Sotheby’s decision to sell a 101.38-carat pear-cut D Flawless diamond in a single-lot auction allowing for crypto-currencies was seen as a strange and bold gamble… which seems to have paid off.
On July 9, the Key 10138 diamond, whose name has tech overtones, sold for $12.3 million to an anonymous private buyer who paid with a crypto-currency. The Hong Kong sale registered a new world record for a stone or jewelry purchased at auction with a digital currency. These types of transactions, it should be noted, are still fairly low-key.
“We are very pleased to witness a historic moment, where one of the oldest and rarest treasures on Earth was purchased using humanity’s newest universal currency,” said Wenhao Yu, deputy chairman of Sotheby’s Jewellery in Asia, in a statement. “Today we have seen the active participation of collectors from around the world and the expression of interest from new customers outside the traditional collector group. By offering this innovative payment option for our luxury sale, we have opened up new possibilities and opened the doors to a whole new customer base, mostly from the digital generation.”
The Key 10138, polished by Diacore, is one of only 10 diamonds over 100 carats to be featured at auction. It is also the second largest pear-cut diamond to be sold at auction.

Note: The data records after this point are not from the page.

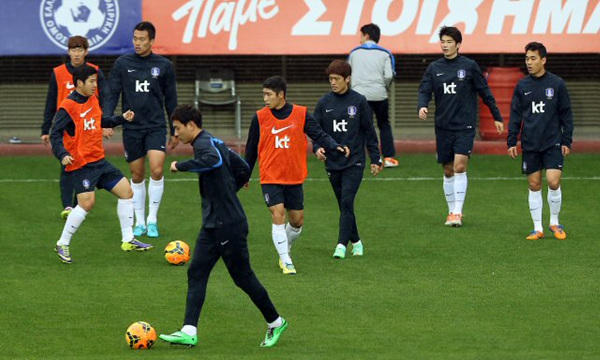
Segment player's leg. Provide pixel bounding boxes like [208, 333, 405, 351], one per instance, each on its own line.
[369, 99, 398, 167]
[160, 228, 220, 346]
[216, 221, 287, 347]
[145, 128, 167, 238]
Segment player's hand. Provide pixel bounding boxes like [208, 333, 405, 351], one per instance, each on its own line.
[371, 164, 383, 176]
[123, 110, 135, 122]
[494, 121, 504, 134]
[315, 148, 326, 161]
[102, 128, 115, 139]
[169, 135, 179, 150]
[60, 155, 75, 165]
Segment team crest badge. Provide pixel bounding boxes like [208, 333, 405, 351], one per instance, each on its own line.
[40, 0, 119, 51]
[348, 105, 356, 118]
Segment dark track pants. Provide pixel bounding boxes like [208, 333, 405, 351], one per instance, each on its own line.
[327, 166, 364, 246]
[184, 223, 279, 326]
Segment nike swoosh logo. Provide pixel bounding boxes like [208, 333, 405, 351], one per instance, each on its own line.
[271, 125, 294, 135]
[79, 108, 92, 117]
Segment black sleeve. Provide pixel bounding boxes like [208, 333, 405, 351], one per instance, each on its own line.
[98, 67, 109, 109]
[506, 85, 523, 148]
[50, 109, 75, 161]
[164, 62, 177, 136]
[360, 98, 381, 165]
[558, 81, 573, 149]
[473, 63, 502, 122]
[103, 59, 122, 116]
[175, 139, 223, 173]
[42, 71, 58, 135]
[245, 114, 260, 174]
[304, 111, 340, 152]
[417, 64, 433, 113]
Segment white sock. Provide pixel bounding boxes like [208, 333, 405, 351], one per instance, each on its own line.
[285, 223, 302, 255]
[269, 316, 283, 328]
[444, 176, 454, 213]
[548, 187, 562, 226]
[146, 177, 165, 223]
[453, 172, 468, 214]
[529, 190, 544, 232]
[131, 179, 146, 226]
[181, 325, 198, 336]
[271, 224, 292, 264]
[117, 199, 133, 242]
[56, 205, 87, 245]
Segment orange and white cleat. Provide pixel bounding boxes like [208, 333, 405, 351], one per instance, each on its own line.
[525, 230, 544, 240]
[549, 225, 567, 240]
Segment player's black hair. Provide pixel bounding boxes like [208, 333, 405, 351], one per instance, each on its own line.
[73, 64, 98, 86]
[525, 41, 548, 59]
[171, 104, 202, 129]
[360, 24, 381, 43]
[133, 21, 156, 40]
[440, 26, 462, 44]
[263, 76, 287, 99]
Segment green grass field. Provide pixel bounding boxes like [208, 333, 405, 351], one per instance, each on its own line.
[0, 155, 600, 360]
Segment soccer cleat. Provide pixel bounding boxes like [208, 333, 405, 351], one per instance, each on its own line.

The hammer price is in the middle of the stone’s initial estimate of $10 million to $15 million.
Sotheby’s noted strong demand for premium white diamonds at its recent auctions. For example, 80% of the white diamonds offered at Sotheby’s Magnificent Jewels event this year found buyers. The auction house added that 30 percent of the buyers at its Luxury Edit sale this year had never purchased from Sotheby’s.
In June, a 50.03-carat round sold for $2.7 million in a sale without a reserve price at Sotheby’s New York, setting a new record for a piece of jewelry sold at an online auction.